’Tis the Season to Sling Your Jollies!

Doesn’t work rhetorically, but still cute AF

Yippee ki yay, motherfuckers! It’s that magical time of year where we massacre some trees! And not just the ones in our living rooms that we festoon with lights, colorful glass, and pre-school paper-crafts. I’m talking about the 1.6 billion Christmas cards that Americans send annually.

Your Millennial friends—especially the ones with babies—check their address books once and check them twice to decide who is worthy of murdering a small forest with Minted or Shutterstock. 

It’s tough picking the best pictures of their two children, ages 2 and 4, because to the parents, each cherubic photo is a precious gift to the universe.  Jessica, the proud working mom, pours herself a generous glass of pinot grigio and types up a double-sided, four-page update on their family’s activities, including gems such as:

Mason will play ‘townsperson’ and ‘third sheep’ in our church nativity play. He’s such a talented actor! His daddy predicts that he will attend USC’s theater program. Fight on for ‘ol SC, Mason, class of 2038!

… Arya picked up a green cube and placed it into the square-shaped hole. Our nanny says she has never seen such a brilliant child! We believe that our budding genius is on the path to becoming an engineer or a tech entrepreneur. Watch out world!

“And me? I’m just happy with my pilates, açaí bowls, crafting, church volunteer activities, and gorgeous children. #Blessed!

After typing up the letter, Jessica wonders why she never sees her friends anymore, quietly resents her husband for gaining 50 lbs. since their wedding, and pours herself another glass of pinot to prepare for an epic Amazon gift-shopping sesh. Her husband is too busy “managing” his four Fantasy Football teams—it’s the playoffs, babe!—but he promises to take her to a fancy dinner if he wins all of his leagues.

Gen X parents are having an even tougher time with holiday missives. After a grueling day of work, the couple sits down with double martinis and wonders how to best cover their family’s 2019: 

“Honey, should we include that Nick now goes by ‘Nichola?’ Will that freak out Grandpa Pete?”

“I wouldn’t risk it.
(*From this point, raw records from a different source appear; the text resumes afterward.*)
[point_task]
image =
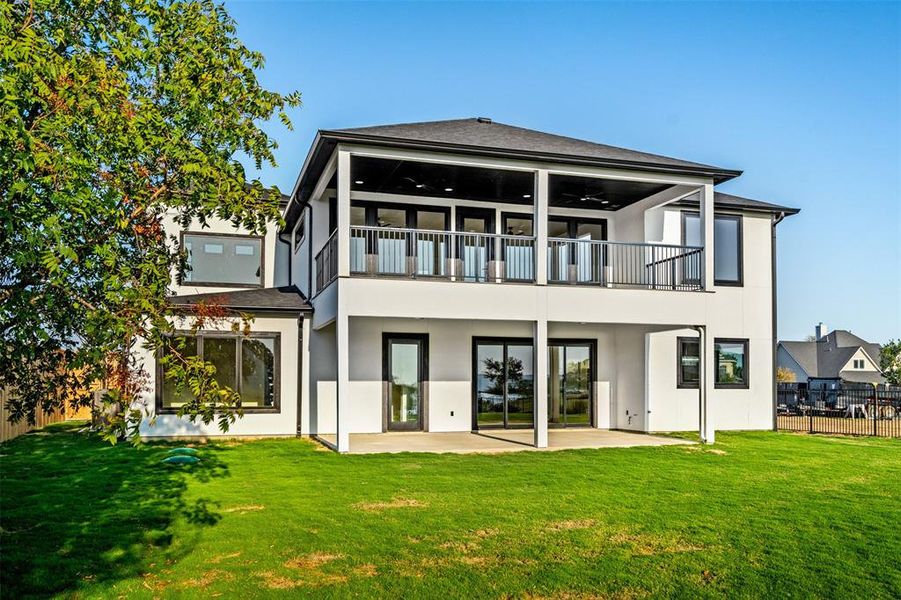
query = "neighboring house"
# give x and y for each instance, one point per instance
(467, 275)
(831, 358)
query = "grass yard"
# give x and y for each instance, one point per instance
(759, 514)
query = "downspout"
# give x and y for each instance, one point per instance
(776, 220)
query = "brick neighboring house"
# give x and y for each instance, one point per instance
(834, 357)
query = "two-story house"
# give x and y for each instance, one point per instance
(467, 275)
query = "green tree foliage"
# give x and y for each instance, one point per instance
(890, 362)
(116, 114)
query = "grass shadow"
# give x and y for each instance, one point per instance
(75, 511)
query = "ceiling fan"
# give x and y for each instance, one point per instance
(586, 197)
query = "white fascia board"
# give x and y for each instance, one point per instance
(523, 165)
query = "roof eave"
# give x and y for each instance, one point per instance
(719, 175)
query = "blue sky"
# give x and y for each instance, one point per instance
(805, 98)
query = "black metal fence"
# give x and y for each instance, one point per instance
(844, 408)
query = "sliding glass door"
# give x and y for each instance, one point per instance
(570, 397)
(405, 367)
(503, 383)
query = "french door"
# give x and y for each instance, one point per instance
(570, 389)
(405, 375)
(503, 383)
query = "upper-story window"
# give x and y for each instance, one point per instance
(727, 245)
(223, 260)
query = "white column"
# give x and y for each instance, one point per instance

We don’t want to be thrown out of our church or worse, out of our inheritance.”

 “Shit, ok. And I couldn’t find a recent picture of Nick without a dress on so I used the one from two years ago. Dad won’t know the difference.”
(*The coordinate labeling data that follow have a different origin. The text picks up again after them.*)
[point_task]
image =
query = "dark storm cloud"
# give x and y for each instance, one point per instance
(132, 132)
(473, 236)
“Gotcha. What about Em? I feel like we’ve barely talked since we dropped her off at Pepperdine. Except when she needs money, of course…”  *labored parental sigh*

Of course, sending greeting cards isn’t the only way Americans peacock this time of year. There are also these jolly assholes: the Instagram influencers with bells on their bobtails. 
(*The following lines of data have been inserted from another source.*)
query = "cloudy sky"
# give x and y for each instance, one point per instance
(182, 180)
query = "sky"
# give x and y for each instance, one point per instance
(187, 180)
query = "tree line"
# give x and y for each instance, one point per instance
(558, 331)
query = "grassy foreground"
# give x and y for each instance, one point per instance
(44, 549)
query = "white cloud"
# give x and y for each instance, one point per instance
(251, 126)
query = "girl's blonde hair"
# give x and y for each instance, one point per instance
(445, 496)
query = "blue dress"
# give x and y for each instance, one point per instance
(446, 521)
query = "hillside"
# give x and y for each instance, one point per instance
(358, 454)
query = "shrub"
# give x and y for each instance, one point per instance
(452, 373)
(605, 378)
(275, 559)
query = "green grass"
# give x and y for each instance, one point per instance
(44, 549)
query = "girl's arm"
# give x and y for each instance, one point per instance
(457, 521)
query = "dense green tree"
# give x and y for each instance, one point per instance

@kweilz account is endearing enough to vomit

For example, Kate Weiland’s photos incite equal parts envy and disgust. Not only is she gorgeous and fit (strike one), but she has three adorable children and a hot husband who happily play supporting cast in her social media photo flurries (strikes two through five). 

She posts captions such as “Someone doesn’t want to GIFT it a rest! 🎁” and “Talk turkey to me 🍗” which makes me throw up in my mouth a little. 

The Instagram content Krampus is always hungry, always feeding—and Kate fears drifting into irrelevance if she doesn’t keep him satisfied. I wonder how many hours per week her family poses and smiles when they’d rather be doing something else. And with 354,000 followers, have they already quit their jobs to live off sponsored posts for Old Navy and L.L. Bean? I want details on their cookie-cutter cuteness, dammit!

The reality is that a lot of Americans feel the need to flex this time of year, whether it’s through the mass-produced holiday letter or immaculate family photos. It’s stressful to project unending jollies, especially for mothers and wives who are typically tasked with buying gifts, sending cards, and maintaining the family social media presence—not to mention the holiday cooking and thank-you writing. 

Why do men feign incompetence over innocuous tasks like writing letters or wrapping presents? My partner recently fixed our washing machine using only the manual but plays dead if I ask him to take the initiative in buying his mother a gift or fold some wrapping paper around a box. 

I suppose holidays are tied up with the idea of “home”—that most stubborn of womanly spheres. And rather than admit that carrying the emotional labor of the holidays is suffocating, women (myself included) put on a brave face, snap some cute photos for Instagram, and slog on through.

Be extra kind to the ladies in your life this season. Slinging holiday jollies is much harder than managing an imaginary football team (or four).